Dabei haben sich die föderale Struktur der EKD und die komplexe Verwaltungsorganisation, die mit der Gefahr einer Verantwortungsdiffusion und Verantwortungsdelegation verbunden sein können, als spezifisch evangelische Risikofaktoren bei dieser Thematik erwiesen. Dies hat sich nicht nur beim oft wenig sensiblen Umgang der EKD mit den Betroffenen gezeigt – bei dem der Schutz der Institution oft vor die Bedürfnisse der Betroffenen gestellt wurde –, sondern auch in der Zusammenarbeit der Landeskirchen mit den Forschenden bei dieser Studie. Als ein weiterer spezifischer Risikofaktor kann das evangelische Pfarrhaus als ein Tatort benannt werden, weil sich hier in besonderem Maß die Gefahr einer Vermischung von Privatem und Dienstlichem ergeben kann, was eine besondere Ermöglichungsstruktur von Missbrauchshandlungen darstellt.

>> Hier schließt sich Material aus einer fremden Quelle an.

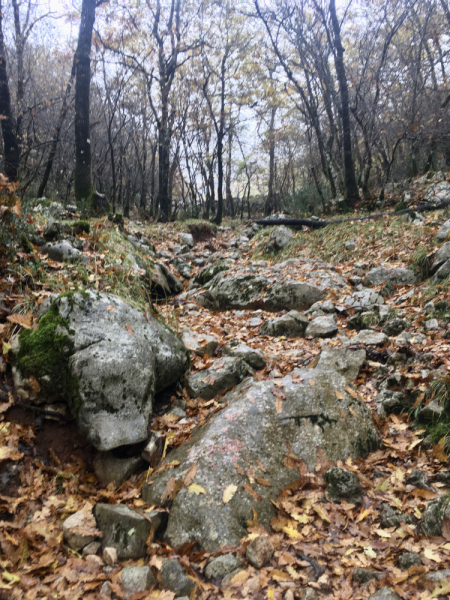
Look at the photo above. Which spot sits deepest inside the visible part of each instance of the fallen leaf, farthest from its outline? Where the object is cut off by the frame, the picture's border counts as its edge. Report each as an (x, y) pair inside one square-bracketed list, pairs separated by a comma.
[(228, 493), (197, 489), (21, 320), (248, 488), (190, 475)]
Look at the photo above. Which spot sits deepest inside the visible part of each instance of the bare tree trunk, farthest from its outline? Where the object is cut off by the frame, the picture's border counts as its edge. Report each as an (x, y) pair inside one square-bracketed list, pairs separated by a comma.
[(83, 168), (11, 146), (351, 187)]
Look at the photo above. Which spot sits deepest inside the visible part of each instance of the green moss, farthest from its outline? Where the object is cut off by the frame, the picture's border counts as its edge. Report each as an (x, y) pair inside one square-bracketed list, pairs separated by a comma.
[(44, 352)]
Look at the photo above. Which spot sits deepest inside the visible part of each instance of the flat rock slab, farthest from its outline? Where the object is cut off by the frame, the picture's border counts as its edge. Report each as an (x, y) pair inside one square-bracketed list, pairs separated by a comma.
[(316, 412)]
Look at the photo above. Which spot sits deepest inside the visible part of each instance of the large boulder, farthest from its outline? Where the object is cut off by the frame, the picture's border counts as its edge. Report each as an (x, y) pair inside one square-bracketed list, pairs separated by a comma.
[(105, 359), (279, 238), (308, 409)]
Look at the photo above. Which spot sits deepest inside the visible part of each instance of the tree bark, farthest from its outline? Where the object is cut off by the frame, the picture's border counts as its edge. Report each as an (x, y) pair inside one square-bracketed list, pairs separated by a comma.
[(11, 146), (83, 169), (351, 187)]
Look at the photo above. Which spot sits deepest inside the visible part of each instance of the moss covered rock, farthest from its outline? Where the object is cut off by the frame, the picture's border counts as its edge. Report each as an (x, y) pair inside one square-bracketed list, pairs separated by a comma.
[(104, 358)]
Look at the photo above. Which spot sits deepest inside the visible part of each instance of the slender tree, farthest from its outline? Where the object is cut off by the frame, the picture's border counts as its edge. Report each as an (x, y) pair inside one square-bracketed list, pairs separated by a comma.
[(11, 146)]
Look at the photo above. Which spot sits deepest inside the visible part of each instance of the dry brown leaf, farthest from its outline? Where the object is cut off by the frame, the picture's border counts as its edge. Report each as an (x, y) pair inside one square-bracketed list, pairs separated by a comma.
[(190, 475), (248, 488), (228, 493), (21, 320)]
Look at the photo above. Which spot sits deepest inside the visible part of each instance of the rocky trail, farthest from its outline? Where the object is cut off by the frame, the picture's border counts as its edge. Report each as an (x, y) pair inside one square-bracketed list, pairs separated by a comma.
[(299, 449)]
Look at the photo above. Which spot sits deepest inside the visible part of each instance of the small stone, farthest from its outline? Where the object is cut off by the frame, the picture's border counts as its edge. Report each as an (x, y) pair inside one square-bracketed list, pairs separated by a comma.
[(174, 578), (91, 548), (126, 530), (77, 529), (109, 556), (432, 325), (93, 558), (364, 576), (433, 516), (343, 484), (391, 518), (106, 589), (322, 327), (369, 338), (111, 469), (395, 326), (153, 450), (309, 594), (136, 579), (385, 594), (418, 480), (252, 357), (222, 565), (259, 552), (409, 559)]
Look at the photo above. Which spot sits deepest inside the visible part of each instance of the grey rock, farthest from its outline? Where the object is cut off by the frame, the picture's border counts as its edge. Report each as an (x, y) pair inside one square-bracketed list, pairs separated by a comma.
[(79, 530), (114, 372), (174, 578), (444, 477), (395, 326), (437, 576), (363, 576), (209, 272), (111, 469), (126, 530), (187, 238), (52, 229), (222, 565), (418, 479), (433, 515), (279, 238), (392, 518), (432, 325), (249, 428), (259, 552), (385, 593), (343, 484), (252, 357), (441, 256), (389, 402), (376, 276), (199, 343), (62, 251), (409, 559), (364, 299), (369, 338), (224, 373), (345, 361), (136, 579), (322, 327), (433, 410), (291, 325), (183, 268), (443, 231)]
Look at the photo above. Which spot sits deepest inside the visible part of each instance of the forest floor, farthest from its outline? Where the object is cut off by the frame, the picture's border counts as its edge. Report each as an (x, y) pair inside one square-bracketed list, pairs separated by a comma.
[(46, 469)]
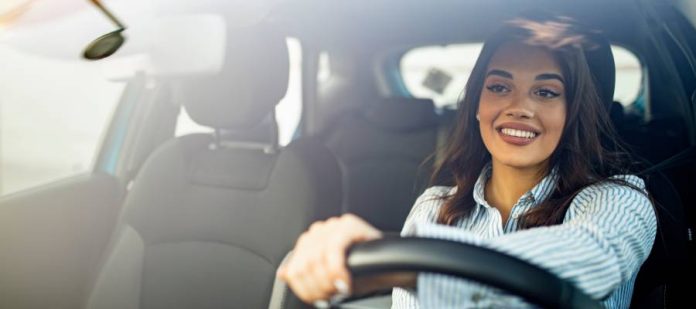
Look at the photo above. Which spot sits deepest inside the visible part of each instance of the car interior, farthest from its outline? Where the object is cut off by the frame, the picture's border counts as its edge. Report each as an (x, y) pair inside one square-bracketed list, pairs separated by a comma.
[(203, 220)]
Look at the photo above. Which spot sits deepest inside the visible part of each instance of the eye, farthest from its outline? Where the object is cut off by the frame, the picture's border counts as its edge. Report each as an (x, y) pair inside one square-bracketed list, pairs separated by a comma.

Das Selbstbild der EKD als die „bessere Kirche“, verbunden mit dem Narrativ, dass sexualisierte Gewalt vornehmlich ein Problem der katholischen Kirche sei, bedarf im Licht dieser Studienergebnisse jedenfalls einer kritischen Analyse.

Bei der Interpretation der Befunde ist zu berücksichtigen, dass in Deutschland insbesondere die beiden großen christlichen Kirchen umfangreiche Studien zu sexualisierter Gewalt in Institutionen in Auftrag gegeben haben. Dies bedeutet aber nicht, dass sexualisierte Gewalt nicht auch in vielen anderen Institutionen und Bereichen ein erhebliches Problem darstellt [3].

Fazit für die Praxis

  • Therapeutinnen und Therapeuten sollten wissen, dass sexualisierte Gewalt im Verantwortungsbereich der EKD in der Vergangenheit vorgekommen ist und weiter vorkommt.

  • Sexualisierte Gewalt ist aber nicht nur ein Problem der beiden großen christlichen Kirchen, sondern ereignet sich auch in vielen anderen Institutionen und Bereichen, insbesondere auch im familiären Kontext.

  • Viele Betroffene leiden unter langanhaltenden psychischen Störungen und sozialen Folgen und bedürfen einer psychotherapeutischen Unterstützung bei der Aufarbeitung der Missbrauchserlebnisse.

  • Betroffene sollten ermutigt werden, über ihre Erfahrungen zu berichten und ihre Ansprüche gegenüber der Kirche und dem Staat geltend zu machen.